Just saw all those awesomely unglam photos of me on Sabrina's blog. I miss the cold weather.
Its true when they say that sometimes you can't put something behind you, no matter how large the time difference is between them. And dreams, yes the strange dreams, of being in that winter wonderland sometimes creep up upon me again like a giant spider. And the memories, both good and bad, come flooding back. That sickening feeling that envelops your heart and yanks it down to the depths when you realise that you're back from a holiday and reality slams into your face? It happens all the time, the novelty wears off and exposes a layer of harsh reality, even more blinding than snow itself, that you don't want to face it, but you have to.
And yes, I say memories, but I've yet to figure out whether they are really happy memories. There's always so many things and people, 8 days almost seems too short, and before you know it its over. And the making of friends, the regret of not wanting to leave them behind. So I find myself clinging on to photos and memories alone, not wanting the days to go by, because with each day that passes by its another day taking me further from those I miss most.

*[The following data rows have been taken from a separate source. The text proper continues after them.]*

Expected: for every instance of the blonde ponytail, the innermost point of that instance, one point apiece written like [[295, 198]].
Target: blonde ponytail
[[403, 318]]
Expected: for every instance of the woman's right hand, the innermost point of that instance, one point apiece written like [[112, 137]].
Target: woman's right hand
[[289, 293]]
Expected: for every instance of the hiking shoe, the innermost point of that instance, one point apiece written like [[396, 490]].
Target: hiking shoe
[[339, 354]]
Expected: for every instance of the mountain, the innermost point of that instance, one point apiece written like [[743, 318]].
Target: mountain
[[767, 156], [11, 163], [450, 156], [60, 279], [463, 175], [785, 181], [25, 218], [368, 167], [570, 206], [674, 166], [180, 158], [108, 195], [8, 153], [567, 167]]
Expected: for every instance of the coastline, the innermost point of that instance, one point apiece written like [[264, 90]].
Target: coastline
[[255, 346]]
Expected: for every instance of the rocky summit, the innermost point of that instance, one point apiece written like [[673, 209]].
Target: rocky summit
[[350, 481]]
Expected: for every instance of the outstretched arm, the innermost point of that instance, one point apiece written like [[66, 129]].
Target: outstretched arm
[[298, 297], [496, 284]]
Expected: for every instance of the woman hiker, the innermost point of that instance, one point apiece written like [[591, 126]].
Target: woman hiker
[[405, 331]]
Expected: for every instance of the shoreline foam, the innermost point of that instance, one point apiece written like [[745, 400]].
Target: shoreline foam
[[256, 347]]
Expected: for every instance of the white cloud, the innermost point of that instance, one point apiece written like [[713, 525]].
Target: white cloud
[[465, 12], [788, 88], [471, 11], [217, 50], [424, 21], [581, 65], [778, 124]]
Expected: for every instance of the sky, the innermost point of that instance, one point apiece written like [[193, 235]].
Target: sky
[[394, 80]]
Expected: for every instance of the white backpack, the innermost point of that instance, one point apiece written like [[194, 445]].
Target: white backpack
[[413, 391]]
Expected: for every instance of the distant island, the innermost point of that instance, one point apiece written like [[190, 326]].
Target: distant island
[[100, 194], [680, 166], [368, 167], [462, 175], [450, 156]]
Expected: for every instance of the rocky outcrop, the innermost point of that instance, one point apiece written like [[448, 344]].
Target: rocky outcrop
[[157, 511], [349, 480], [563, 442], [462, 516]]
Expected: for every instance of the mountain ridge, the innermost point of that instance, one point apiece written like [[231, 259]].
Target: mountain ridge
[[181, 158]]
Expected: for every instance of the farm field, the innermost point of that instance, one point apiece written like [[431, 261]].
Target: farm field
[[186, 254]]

So sometimes, i wonder if the regret and sadness that enshroudes us at the end of a holiday is really worth it, or is it better not to go at all?
Innocence is strange? Its always used as a good connotation, but it always has a deeper, underlying meaning. So innocence really isnt innocence at all?
But its true, Innocence is bliss, isnt it? Though I know that someday you'll be a memory enbedded in my soul. But not now.